Bain (2008), in this article, discusses how parents might
manage the deluge of media from all directions that are part of our daily life.
He begins by offering ways to handle dangerous situations. Bain then offers
some background information concerning the prevalence of intrusive media today,
and he closes the article with some practical ways to address the situation.
In discussing how to handle offensive media when it
involves the family, and more specifically children, Bain uses three options.
First, stay away from media, and try to keep others away as well. Second,
pretend dangerous media does not exist. Finally, learn how to control
offensive, and even non-offensive media within the household. In Romans Paul
writes about how we become enslaved to whatever we let control our lives,
Do
you not know that when you present yourselves to someone as slaves for
obedience, you are slaves of the one whom you obey, either of sin resulting in
death, or of obedience resulting in righteousness? But thanks be to God that
though you were slaves of sin, you became obedient from the heart to that form
of teaching to which you were committed, and having been freed from sin, you
became slaves of righteousness.
Romans
6:16-18 (NASB)
There is a similarity
to Bain's idea of avoiding media altogether, and keeping the children away from
it as well. While this is a noble idea as well as a logical idea, it is not
always an easy idea to follow. Most people are prone to look for an easier way
to handle tough situations than to remain firm their conviction to consciously
not engage in behavior that could lead to sin. This is where pretending the dangers
(sin in our life) does not exist model quickly becomes the odds on favorite.
Pretending sin is not present is, in my opinion, the reason for so much of the
depraved behavior that goes on among teens today. Their parents simply turn a
blind eye, or as I have heard some say, "they are just being kids and are
going to behave like this not matter what we say." This point of view is
so very sad indeed. Avoidance is rarely an appropriate response to any
life-challenge. Proactive response to issues in life, more often than not,
produce positive results. Therefore, becoming familiar with and learning to
control the sin inducing stimulus is probably the best way to handle issues
that can introduce sin into our lives. Jesus said, "Behold, I send you out
as sheep in the midst of wolves; so be shrewd as serpents and innocent as
doves" (Matthew 10:16, NASB). This means we have a responsibility to be
proactive and know what types of things in our lives can cause us to sin, and
this relates specifically to the issue of the article which is how we should
handle the overwhelming influx of media in our lives.

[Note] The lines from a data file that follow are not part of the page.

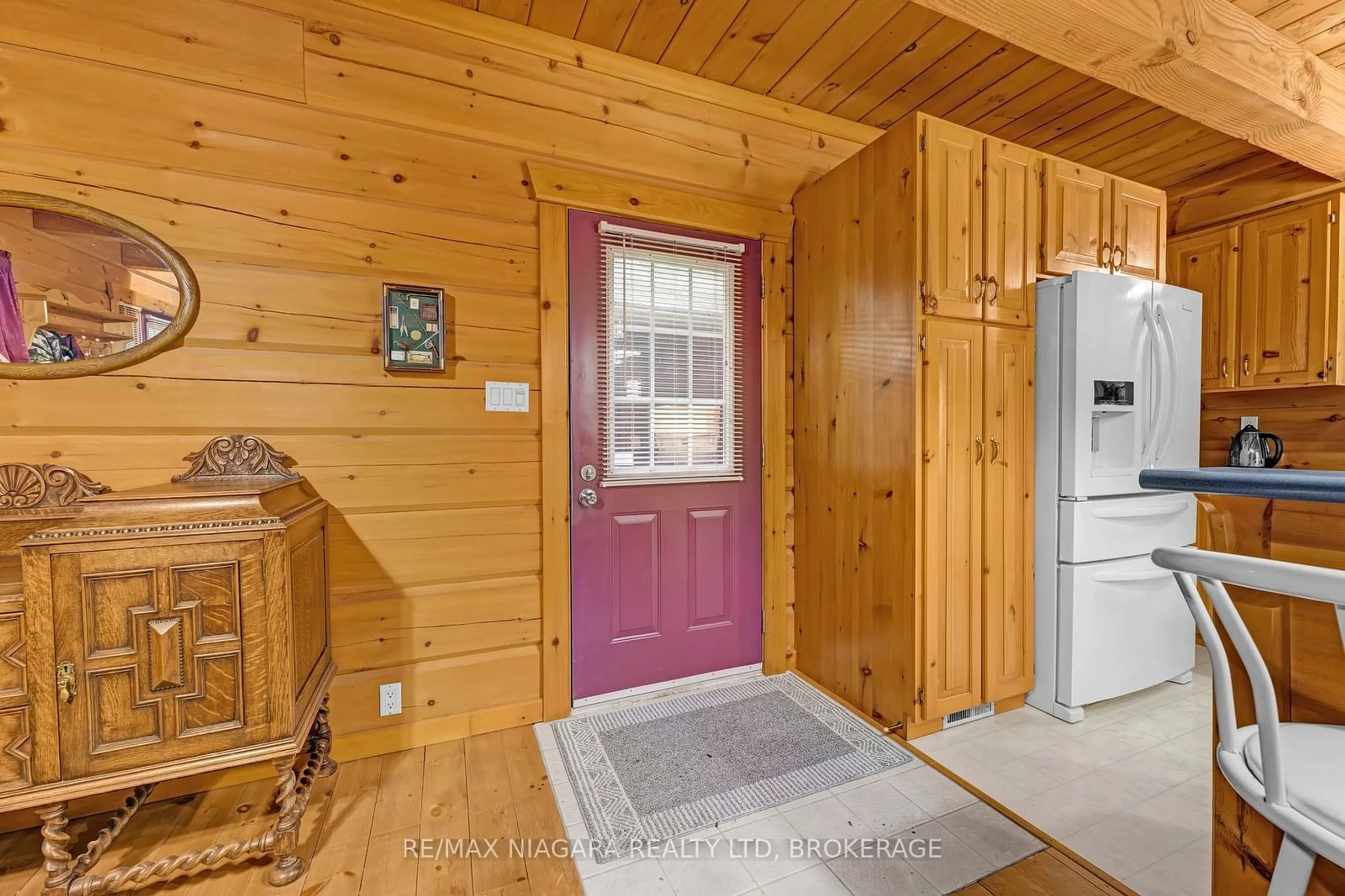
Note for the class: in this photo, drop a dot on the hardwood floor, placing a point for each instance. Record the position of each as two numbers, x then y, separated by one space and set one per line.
356 832
354 836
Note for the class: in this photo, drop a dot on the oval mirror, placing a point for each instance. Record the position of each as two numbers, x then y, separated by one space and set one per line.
84 291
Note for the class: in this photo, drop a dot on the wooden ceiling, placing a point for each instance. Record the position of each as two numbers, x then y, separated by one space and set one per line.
875 61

This article can be extremely valuable to new parents,
long-term parents, and grandparents in helping them understand how media can
creep into our lives and take control. It can also help them understand how to
become proactive in their approach to handling the media blitz. Like Bain, I
love what the writer of Proverbs tells us to do when we are possibly entering
territory that might present things that could cause us to stumble, "Do
not enter the path of the wicked and do not proceed in the way of evil men. Avoid
it, do not pass by it; turn away from it and pass on" (Proverbs 4:14-15,
NASB). If an activity is not conducive to spiritual or relational growth, avoid
it entirely. Specifically, in relation to children, we have a responsibility to shield them from
issues that can induce sinful behavior, " He who withholds
his rod hates his son, but he who loves him disciplines him diligently"
(Proverbs 13:24, NASB). This is not a mandate to beat the kids. The verse also
contains the idea (in the original language) that disciplining a child is a
good thing, and it is also not something a parent does post behavioral problem.
If a child desires to engage in activity that can lead to sinful behavior,
using proper disciple to shape way the child desires is an entirely Biblical
response. Bain (2008) says parents should choose what media reaches their
children, and he is 100% Biblically correct.
To sum everything up I believe this section of scripture
can act as the capstone of what Bain is teaching in his article, " Finally,
be strong in the Lord and in the strength of His might. Put on the full armor
of God, so that you will be able to stand firm against the schemes of the
devil" (Ephesians 6:10-11, NASB). As parents, even just as adults, we
should be proactive in our approach to ward off those things that enter into
our lives and can cause us to stumble. The Apostle Paul says to put on the
armor of God and be ready for trouble to come because it is inevitable. Not
being prepared will only lead to grief and regret. So, as Bain writes, take
positive action to avoid negative behavior and become, with God's help, the
controller of temptations.
References
Bain, D. (2008, December 18). Relationships.